In 1784, Franklin penned a satirical letter for The Journal of Paris, proposing that if people were to wake up earlier in the summertime, they would generate substantial savings by economizing on their candle usage. Though it wasn’t put into practice until over a hundred years later, DST has become the standard practice worldwide of over half of the world’s population, for the better part of a century. Practically speaking, twice a year, society as a whole decides to deny the reality up until that point and simply chooses to adopt a new one. It may seem like a small change, but when you consider how much it actually affects us both physically and emotionally, this lie we all tell ourselves and each other, undoubtedly has an impact. According to WebMD, “Daylight saving, which was started to conserve energy, forces our internal clocks to compete with our watches… Our internal clocks regulate processes including liver function, the immune system, and our body’s physiology, which means any disruption can have significant effects.” Clearly, there is more to it than just resetting our clocks and pretending the time has actually changed. Reality doesn’t just shift because we imagine it strongly enough. If simply setting the clock back has this much impact, consider what other “choices of reality” can do.
In order for society to function, we need to work together.

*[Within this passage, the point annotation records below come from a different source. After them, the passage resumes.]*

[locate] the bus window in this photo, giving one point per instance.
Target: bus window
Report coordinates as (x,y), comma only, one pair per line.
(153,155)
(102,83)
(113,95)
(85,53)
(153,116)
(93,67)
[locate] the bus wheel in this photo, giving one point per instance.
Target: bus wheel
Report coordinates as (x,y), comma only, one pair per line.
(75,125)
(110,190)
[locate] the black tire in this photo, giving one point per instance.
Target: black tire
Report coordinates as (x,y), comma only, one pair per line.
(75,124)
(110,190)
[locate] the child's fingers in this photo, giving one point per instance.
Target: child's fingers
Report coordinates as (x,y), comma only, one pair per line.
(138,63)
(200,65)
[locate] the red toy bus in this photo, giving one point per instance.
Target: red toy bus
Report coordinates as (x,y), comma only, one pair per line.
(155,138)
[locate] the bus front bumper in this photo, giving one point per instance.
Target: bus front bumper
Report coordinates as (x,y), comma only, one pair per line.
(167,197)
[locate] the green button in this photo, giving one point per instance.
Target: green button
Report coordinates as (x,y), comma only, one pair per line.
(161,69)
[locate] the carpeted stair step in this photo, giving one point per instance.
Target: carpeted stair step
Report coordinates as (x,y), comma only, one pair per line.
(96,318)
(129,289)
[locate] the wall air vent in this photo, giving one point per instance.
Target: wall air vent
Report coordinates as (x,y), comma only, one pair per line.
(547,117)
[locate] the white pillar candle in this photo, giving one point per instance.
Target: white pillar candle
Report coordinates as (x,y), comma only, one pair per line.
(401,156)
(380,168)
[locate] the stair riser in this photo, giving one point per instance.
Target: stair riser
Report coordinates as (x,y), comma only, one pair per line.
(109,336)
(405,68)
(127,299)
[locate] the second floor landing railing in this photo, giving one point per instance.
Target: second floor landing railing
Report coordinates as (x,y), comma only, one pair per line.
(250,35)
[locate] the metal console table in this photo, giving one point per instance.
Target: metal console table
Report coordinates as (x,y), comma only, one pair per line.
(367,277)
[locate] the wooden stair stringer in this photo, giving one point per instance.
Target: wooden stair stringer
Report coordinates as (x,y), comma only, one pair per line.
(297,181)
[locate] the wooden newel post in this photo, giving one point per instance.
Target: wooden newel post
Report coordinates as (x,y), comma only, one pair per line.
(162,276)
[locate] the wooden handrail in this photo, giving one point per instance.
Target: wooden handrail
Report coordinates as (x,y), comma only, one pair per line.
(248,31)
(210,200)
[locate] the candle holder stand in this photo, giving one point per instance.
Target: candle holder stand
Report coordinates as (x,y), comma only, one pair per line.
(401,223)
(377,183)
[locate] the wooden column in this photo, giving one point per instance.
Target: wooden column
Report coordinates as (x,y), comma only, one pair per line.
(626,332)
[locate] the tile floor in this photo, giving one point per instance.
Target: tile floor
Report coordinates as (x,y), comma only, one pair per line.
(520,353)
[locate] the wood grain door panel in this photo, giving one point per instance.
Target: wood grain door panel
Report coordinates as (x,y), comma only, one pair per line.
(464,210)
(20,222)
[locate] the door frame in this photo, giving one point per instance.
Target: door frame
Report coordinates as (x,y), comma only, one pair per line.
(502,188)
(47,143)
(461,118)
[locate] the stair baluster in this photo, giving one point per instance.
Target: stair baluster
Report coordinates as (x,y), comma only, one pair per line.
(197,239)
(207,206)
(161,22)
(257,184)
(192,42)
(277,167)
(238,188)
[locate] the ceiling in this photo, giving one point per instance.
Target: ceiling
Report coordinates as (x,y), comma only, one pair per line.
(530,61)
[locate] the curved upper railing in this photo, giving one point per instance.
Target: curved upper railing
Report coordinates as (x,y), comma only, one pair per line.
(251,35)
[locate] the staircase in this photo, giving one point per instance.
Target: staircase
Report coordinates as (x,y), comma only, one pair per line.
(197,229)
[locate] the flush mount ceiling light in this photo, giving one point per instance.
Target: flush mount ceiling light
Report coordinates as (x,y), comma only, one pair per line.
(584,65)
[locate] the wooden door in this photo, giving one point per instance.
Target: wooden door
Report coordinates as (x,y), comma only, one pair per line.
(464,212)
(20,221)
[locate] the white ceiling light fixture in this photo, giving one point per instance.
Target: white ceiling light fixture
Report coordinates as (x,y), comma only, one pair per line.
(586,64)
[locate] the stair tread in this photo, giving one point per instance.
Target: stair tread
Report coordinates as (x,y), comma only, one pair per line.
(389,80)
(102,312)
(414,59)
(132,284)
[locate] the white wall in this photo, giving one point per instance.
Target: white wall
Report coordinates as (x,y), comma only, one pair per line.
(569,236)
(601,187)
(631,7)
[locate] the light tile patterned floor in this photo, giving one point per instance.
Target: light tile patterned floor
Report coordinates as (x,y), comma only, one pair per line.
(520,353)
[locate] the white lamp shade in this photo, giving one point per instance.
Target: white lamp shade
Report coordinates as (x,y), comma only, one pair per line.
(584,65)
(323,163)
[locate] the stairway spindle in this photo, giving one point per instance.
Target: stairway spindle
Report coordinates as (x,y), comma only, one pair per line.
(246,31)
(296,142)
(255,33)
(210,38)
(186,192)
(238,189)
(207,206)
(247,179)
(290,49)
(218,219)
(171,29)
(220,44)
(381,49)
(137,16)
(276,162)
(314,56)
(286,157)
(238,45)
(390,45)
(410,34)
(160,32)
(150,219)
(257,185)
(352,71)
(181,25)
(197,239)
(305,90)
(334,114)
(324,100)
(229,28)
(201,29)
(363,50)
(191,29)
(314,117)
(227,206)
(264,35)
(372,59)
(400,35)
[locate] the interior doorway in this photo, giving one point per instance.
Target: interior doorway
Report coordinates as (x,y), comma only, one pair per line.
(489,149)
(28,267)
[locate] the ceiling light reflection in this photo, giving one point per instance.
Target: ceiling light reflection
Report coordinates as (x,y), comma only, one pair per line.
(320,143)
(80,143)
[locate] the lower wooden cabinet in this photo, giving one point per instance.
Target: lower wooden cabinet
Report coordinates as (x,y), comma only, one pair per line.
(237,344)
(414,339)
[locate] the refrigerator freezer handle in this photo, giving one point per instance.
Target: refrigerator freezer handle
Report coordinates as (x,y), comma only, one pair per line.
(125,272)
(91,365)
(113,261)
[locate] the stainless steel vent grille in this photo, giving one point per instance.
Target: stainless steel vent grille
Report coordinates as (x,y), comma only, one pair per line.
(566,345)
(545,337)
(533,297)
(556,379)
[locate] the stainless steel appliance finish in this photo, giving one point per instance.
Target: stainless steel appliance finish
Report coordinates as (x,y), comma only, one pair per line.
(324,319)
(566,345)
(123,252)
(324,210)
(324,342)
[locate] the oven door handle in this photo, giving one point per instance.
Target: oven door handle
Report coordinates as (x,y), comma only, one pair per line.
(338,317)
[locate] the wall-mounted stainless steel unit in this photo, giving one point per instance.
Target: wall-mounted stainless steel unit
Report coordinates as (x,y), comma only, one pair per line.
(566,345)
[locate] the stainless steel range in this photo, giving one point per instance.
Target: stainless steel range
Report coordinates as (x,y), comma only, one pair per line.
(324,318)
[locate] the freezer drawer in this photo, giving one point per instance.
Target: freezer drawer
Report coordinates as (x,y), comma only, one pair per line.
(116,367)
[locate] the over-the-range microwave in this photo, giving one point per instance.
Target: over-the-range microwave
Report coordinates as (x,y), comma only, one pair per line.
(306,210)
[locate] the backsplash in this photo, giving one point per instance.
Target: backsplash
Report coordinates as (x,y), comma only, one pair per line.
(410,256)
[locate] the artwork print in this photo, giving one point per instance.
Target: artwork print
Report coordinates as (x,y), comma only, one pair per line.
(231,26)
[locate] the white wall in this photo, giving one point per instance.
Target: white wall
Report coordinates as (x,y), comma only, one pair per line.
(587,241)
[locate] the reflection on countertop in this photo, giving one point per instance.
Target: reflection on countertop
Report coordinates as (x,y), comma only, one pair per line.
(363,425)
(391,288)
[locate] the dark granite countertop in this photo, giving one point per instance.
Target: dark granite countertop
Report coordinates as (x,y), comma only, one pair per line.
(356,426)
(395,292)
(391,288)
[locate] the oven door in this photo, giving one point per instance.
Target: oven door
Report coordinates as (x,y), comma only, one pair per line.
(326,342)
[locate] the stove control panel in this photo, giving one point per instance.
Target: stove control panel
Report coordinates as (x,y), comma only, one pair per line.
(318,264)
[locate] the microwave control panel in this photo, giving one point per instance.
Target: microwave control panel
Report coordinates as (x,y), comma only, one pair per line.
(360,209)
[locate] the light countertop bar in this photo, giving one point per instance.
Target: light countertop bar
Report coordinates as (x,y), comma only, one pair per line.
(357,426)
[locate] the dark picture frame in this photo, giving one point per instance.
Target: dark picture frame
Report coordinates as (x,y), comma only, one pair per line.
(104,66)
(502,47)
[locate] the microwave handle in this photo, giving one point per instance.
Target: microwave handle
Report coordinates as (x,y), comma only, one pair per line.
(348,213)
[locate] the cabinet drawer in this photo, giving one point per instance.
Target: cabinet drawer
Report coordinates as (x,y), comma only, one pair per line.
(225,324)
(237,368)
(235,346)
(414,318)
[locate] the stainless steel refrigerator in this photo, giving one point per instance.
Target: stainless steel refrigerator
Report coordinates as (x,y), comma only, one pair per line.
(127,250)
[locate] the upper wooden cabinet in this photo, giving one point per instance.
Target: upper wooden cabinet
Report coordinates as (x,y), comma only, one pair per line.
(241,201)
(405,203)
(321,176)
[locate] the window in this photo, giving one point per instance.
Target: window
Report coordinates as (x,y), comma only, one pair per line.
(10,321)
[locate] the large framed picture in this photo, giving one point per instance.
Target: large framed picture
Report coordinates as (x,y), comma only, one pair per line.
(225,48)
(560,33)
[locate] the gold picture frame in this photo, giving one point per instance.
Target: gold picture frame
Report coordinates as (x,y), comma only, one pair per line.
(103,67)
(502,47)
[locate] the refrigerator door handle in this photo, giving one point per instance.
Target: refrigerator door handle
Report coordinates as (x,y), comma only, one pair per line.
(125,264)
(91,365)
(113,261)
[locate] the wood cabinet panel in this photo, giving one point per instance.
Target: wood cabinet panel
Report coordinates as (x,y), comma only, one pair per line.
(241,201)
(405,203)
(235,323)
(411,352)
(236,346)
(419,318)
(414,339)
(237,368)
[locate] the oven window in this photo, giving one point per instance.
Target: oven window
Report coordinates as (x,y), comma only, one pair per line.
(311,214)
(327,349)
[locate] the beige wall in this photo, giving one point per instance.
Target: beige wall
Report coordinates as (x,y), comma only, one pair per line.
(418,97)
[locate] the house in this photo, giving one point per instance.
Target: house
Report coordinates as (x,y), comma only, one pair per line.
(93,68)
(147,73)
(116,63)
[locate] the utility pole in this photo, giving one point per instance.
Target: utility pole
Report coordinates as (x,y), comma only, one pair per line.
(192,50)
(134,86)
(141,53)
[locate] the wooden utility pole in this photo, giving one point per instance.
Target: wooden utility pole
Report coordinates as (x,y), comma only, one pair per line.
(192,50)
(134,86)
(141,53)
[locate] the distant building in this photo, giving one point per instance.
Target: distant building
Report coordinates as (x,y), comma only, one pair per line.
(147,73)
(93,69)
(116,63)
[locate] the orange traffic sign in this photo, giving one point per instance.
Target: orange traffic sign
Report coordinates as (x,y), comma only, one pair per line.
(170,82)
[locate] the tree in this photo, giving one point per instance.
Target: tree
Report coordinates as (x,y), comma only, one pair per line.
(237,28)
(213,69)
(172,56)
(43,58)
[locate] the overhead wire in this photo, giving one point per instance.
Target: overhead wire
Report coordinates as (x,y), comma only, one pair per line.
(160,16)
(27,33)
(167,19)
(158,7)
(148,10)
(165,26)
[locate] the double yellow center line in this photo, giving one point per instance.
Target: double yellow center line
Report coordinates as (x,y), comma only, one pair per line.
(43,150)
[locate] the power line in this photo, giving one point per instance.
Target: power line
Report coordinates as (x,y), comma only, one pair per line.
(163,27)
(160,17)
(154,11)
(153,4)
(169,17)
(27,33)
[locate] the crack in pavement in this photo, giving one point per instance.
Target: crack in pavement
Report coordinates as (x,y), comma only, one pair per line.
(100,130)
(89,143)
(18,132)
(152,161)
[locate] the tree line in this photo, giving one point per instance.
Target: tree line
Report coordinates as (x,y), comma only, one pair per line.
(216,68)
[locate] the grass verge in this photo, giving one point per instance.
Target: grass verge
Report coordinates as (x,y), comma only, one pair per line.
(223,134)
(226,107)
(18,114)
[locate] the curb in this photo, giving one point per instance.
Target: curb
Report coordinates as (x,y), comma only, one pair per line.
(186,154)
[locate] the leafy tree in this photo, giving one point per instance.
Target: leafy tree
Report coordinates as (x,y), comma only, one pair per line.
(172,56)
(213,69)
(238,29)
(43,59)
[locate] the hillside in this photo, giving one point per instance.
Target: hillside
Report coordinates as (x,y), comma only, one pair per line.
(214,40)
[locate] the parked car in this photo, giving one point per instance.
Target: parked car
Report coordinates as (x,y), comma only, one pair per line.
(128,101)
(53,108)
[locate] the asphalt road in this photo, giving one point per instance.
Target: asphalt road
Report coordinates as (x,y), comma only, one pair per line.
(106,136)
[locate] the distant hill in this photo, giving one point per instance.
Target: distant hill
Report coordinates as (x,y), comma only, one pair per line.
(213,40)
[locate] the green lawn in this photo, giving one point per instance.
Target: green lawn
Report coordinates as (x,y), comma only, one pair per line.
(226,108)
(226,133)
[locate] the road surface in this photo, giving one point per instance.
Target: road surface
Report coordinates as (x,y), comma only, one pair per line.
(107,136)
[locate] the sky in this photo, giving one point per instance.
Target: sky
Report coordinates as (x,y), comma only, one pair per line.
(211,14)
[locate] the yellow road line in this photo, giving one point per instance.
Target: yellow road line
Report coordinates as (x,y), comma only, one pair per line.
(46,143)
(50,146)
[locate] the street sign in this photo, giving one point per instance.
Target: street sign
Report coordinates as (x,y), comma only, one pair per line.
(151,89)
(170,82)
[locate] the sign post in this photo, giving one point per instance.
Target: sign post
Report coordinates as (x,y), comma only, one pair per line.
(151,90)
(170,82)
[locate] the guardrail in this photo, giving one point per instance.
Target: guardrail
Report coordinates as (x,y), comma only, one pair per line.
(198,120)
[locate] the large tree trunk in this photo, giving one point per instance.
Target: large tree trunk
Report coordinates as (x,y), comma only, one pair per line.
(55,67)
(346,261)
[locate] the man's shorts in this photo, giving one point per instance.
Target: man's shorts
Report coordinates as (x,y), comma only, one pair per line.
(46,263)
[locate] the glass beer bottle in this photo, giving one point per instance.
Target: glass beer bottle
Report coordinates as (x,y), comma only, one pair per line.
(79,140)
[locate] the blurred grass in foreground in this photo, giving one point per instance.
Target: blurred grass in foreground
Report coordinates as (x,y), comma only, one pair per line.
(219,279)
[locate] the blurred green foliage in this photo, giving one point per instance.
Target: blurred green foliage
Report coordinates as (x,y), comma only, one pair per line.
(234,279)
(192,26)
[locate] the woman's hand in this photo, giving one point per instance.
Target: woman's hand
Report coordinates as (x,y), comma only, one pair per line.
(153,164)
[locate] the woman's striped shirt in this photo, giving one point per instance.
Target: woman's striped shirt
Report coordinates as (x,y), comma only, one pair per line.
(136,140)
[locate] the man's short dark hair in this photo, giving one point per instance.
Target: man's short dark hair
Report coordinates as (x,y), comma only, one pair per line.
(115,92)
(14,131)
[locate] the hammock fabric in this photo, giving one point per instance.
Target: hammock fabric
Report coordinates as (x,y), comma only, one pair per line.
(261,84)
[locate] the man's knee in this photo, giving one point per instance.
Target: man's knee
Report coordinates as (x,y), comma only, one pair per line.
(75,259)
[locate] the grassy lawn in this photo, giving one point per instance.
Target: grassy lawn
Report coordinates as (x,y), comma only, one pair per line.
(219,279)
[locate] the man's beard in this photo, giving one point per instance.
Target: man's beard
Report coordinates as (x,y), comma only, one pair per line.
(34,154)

Though we all come from different places with at times conflicting sensitivities or values, we must first agree on the facts before we can approach a solution to any given problem. Collective denial has created a situation where it is nearly impossible to consent to defining the actual reality, let alone the particular issues. Instead, it requires us to respect others by denying our collective sense of truth in favor of a minority’s choice of reality. And in the name of progress, some of us play along with this game. It is too close to home for most to debate the merits or pitfalls of collective denial, but I would like to propose that its roots, and consequently, its ability to thrive, have been based on what was intended as satire and mistakenly taken seriously.
As we change the clocks once again this spring, I urge you to remember that even though Benjamin Franklin’s suggestion was in jest, if he is laughing now, it is certainly at us, not with us. Identifying sarcasm and humor can be life saving. Otherwise, it is Daylight Saving.